From Data-Driven Models to Physical Insight: Vibrational Entropy Governed by Atomic Volume

TL;DR

This paper develops an efficient, interpretable model for predicting vibrational entropy in materials, combining data-driven methods with physical insights to enable entropy-informed materials screening.

Contribution

It introduces a neural network-based approach that identifies atomic volume as key to vibrational entropy and derives a simple, physically meaningful analytical model.

Findings

Neural network achieves high accuracy in predicting vibrational entropy.

Atomic volume is identified as the dominant factor influencing vibrational entropy.

A logarithmic dependence model accurately describes vibrational entropy across materials.

Abstract

Vibrational entropy plays a central role in determining phase stability and temperature dependent behavior in materials, yet its calculation from first-principles phonon methods remains computationally demanding.
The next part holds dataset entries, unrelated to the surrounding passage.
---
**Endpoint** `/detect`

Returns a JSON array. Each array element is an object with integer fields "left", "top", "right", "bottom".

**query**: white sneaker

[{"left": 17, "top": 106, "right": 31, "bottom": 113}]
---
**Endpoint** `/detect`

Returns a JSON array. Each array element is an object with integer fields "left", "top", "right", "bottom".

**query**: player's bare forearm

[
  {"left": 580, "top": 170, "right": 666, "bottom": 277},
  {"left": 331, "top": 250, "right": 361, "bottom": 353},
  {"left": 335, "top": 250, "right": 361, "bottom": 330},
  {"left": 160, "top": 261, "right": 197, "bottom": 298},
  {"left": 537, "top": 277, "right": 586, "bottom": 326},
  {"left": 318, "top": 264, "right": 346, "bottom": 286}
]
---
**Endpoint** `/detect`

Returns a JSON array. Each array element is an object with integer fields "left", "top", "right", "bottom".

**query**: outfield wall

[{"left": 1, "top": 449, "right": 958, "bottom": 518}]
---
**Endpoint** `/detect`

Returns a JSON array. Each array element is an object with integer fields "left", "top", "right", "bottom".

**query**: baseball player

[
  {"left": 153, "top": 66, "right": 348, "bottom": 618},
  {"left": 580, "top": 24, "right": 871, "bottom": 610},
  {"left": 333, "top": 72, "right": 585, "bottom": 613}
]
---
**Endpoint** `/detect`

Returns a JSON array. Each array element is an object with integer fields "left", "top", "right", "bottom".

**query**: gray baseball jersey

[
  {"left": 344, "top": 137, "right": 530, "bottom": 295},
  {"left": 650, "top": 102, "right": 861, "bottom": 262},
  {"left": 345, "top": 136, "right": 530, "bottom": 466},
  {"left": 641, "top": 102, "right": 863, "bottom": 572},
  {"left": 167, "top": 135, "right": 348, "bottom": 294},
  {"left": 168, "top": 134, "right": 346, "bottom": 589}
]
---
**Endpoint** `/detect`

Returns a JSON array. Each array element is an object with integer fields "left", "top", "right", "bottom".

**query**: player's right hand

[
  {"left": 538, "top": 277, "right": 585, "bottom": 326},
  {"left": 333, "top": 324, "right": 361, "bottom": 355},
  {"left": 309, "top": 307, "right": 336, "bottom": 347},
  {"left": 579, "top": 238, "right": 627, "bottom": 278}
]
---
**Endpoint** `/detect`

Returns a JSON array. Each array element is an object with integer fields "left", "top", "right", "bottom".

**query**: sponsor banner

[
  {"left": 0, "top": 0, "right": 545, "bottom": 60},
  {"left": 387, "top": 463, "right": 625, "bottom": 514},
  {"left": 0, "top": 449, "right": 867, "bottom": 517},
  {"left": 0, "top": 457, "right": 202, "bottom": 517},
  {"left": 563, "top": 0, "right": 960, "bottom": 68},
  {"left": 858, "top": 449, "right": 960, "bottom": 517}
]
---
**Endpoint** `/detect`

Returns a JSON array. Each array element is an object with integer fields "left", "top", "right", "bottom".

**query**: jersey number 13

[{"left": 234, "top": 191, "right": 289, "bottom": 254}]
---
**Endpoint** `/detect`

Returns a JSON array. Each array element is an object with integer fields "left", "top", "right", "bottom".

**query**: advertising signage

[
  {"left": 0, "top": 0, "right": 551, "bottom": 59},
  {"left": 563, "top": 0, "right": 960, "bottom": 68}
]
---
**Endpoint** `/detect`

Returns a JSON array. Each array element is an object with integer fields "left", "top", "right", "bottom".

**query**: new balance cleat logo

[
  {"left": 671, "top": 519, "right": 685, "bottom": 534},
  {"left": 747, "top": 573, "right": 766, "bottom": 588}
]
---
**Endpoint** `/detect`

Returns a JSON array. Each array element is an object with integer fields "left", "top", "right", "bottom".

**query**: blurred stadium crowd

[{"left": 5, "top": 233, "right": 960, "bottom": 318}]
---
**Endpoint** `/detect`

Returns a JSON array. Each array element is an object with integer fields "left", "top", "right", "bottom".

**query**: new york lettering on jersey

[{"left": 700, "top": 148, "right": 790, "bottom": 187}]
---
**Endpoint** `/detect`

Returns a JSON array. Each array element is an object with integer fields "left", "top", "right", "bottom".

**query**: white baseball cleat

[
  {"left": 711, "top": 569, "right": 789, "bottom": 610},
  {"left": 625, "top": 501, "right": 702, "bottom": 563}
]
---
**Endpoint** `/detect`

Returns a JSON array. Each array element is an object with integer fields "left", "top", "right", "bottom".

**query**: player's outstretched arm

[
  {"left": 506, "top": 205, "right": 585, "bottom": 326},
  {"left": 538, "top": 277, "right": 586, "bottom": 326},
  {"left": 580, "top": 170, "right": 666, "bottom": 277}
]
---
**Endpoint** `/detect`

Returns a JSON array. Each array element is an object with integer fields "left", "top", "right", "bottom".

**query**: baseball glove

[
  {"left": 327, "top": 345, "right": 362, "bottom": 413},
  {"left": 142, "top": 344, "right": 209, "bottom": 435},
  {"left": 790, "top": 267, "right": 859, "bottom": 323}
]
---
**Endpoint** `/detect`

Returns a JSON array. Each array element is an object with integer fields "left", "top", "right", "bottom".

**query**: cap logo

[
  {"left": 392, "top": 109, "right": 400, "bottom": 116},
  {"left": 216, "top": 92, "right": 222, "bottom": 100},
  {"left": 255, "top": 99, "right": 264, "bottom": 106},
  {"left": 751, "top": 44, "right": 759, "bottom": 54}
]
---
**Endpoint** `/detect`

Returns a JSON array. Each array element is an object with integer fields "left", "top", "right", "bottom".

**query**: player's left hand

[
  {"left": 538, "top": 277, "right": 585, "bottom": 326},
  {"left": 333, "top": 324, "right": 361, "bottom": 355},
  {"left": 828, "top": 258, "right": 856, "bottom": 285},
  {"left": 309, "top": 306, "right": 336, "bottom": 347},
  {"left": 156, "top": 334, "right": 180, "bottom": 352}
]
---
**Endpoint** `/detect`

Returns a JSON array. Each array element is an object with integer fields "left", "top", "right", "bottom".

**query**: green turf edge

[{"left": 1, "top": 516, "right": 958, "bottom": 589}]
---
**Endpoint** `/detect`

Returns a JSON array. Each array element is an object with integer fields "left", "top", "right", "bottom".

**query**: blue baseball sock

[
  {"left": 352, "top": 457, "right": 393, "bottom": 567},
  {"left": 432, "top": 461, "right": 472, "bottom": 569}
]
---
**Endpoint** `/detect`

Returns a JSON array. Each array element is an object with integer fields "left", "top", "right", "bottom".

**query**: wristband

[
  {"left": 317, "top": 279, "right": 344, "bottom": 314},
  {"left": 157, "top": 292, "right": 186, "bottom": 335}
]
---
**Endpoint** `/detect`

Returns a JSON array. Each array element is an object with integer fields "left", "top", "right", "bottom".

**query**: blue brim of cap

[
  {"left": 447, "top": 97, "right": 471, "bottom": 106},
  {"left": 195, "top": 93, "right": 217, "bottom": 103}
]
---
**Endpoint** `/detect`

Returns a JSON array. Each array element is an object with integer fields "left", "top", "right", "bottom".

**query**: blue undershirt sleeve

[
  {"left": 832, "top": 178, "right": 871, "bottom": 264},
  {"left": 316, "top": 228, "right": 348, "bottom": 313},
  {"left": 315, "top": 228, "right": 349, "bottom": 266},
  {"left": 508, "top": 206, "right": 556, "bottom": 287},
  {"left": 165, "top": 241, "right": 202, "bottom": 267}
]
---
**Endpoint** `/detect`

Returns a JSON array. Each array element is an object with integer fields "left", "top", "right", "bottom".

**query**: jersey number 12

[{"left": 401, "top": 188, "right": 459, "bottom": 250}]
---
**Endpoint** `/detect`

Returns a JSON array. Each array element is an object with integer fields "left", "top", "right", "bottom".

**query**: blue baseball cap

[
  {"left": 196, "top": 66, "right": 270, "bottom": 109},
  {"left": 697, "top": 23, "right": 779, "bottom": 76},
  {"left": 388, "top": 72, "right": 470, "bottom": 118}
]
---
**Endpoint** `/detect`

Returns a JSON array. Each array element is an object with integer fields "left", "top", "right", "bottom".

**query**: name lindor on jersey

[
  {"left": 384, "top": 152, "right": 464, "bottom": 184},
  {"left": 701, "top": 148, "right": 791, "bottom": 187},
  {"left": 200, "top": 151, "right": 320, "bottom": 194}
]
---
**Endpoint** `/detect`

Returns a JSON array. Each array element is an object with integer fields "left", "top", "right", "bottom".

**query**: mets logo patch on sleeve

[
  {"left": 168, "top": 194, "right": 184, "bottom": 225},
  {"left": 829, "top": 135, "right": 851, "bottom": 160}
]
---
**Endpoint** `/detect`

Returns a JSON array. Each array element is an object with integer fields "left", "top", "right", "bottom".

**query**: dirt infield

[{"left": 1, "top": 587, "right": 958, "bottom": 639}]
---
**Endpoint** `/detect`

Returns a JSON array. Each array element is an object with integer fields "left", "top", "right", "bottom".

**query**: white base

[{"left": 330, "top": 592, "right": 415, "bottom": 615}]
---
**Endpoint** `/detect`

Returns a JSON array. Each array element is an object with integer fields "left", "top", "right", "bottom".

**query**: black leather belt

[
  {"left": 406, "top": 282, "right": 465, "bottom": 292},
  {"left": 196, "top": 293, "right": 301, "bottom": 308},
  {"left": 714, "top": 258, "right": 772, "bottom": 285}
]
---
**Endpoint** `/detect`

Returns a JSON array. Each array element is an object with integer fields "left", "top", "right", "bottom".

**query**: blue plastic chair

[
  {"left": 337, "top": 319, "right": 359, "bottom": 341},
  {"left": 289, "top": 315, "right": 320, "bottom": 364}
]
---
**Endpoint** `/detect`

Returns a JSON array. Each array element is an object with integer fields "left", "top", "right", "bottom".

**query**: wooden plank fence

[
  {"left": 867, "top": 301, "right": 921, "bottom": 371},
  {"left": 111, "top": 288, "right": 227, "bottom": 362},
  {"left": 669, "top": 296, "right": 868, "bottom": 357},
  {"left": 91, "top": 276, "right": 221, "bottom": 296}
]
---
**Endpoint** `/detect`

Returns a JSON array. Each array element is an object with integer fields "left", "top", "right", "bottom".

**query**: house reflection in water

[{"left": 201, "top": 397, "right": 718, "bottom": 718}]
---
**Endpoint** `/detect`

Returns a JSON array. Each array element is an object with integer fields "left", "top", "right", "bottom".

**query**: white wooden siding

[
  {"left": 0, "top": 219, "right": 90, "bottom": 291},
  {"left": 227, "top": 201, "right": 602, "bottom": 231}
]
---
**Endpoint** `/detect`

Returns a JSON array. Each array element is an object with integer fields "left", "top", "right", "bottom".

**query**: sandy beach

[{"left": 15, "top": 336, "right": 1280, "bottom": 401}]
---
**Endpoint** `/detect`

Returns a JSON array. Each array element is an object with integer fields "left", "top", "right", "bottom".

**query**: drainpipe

In this work, we combine data-driven modeling with physically motivated analysis to develop an efficient and interpretable framework for predicting vibrational entropy. Using a dataset derived from PhononDB, a feedforward neural network trained on Materials Project and composition based descriptors achieves high predictive accuracy, while SHAP analysis identifies atomic volume as the dominant factor governing vibrational entropy. Guided by this insight, simplified analytical models are constructed, revealing a logarithmic dependence of vibrational entropy on atomic volume consistent with lattice dynamical considerations. A logarithmic linear model is shown to provide an accurate and physically interpretable description across the full range of materials. To extend the analysis to finite temperatures, a temperature dependent formulation is introduced that incorporates T3 scaling at low temperatures and logarithmic dependence at higher temperatures, consistent with Debye and Einstein type behavior. This unified model captures both structural and thermal contributions to vibrational entropy with good accuracy. Overall, the proposed framework demonstrates that vibrational entropy can be predicted using simple, physically meaningful relationships, offering a computationally efficient alternative to full phonon calculations and enabling entropy informed materials screening.